1. Backend Framework
1.1. Overview
The backend is built with FastAPI, providing a RESTful API for the AI-powered pregnancy health assistant. It integrates with Google Gemini AI for natural language processing and intelligent responses.
1.2. Technology Stack
Framework: FastAPI (Python web framework)

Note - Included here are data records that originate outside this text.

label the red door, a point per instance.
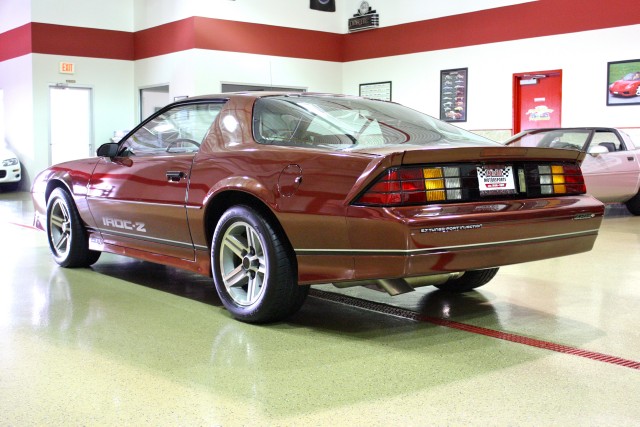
(537, 100)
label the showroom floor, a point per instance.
(127, 342)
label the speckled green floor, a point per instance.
(133, 343)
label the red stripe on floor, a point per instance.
(519, 339)
(30, 227)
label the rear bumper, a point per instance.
(410, 242)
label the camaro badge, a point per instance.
(451, 228)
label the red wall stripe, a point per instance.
(164, 39)
(15, 42)
(216, 34)
(78, 41)
(527, 20)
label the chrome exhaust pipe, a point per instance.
(401, 286)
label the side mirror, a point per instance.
(109, 149)
(596, 150)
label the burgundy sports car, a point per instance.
(627, 86)
(269, 193)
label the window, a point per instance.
(607, 139)
(342, 123)
(178, 130)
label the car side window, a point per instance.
(178, 130)
(609, 140)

AI Service: Google Gemini 2.0 Flash Lite
Embedding Model: Google Gemini text-embedding-004
Server: Uvicorn (ASGI server)
Data Processing: NumPy (for vector similarity calculations)
1.3. Project Structure
backend/
├── main.py # Application entry point
├── api/ # API routes
│ ├── __init__.py # Router aggregation
│ └── chat.py # Chat endpoint
├── core/ # Core configuration and dependencies
│ ├── config.py # Application configuration
│ └── dependencies.py # Dependency injection
├── services/ # Business logic services
│ ├── embedding_service.py # Text embedding generation
│ ├── vector_search.py # Vector similarity search
│ └── knowledge_base.py # Knowledge base management
├── schemas/ # Pydantic models
│ ├── requests.py # Request models
│ └── responses.py # Response models
├── data/ # Data storage
│ └── embeddings.json # Pre-generated page embeddings
├── scripts/ # Utility scripts
│ └── generate_embeddings.py # Embedding generation script
└── static/ # Static files
└── images/ # Image assets
1.4. File Descriptions
- main.py
Application entry point that initializes FastAPI, configures CORS middleware, mounts static files, and registers API routes. Provides health check endpoint.
- api/chat.py
Main chat API endpoint that processes user messages, retrieves relevant context from knowledge base and vector search, generates AI responses using Gemini, and returns structured responses with navigation actions and suggestions.
- core/config.py
Centralized configuration management including: - Gemini API credentials and model settings - CORS configuration - File paths for embeddings and topics - System context prompt for AI assistant
- core/dependencies.py
Dependency injection using FastAPI’s dependency system with singleton pattern: - AI client initialization - Service instances (embedding, vector search, knowledge base) - Ensures single instance per service for efficiency
- services/embedding_service.py
Generates text embeddings using Google Gemini embedding API. Provides methods for single and batch embedding generation, and cosine similarity calculation for vector comparison.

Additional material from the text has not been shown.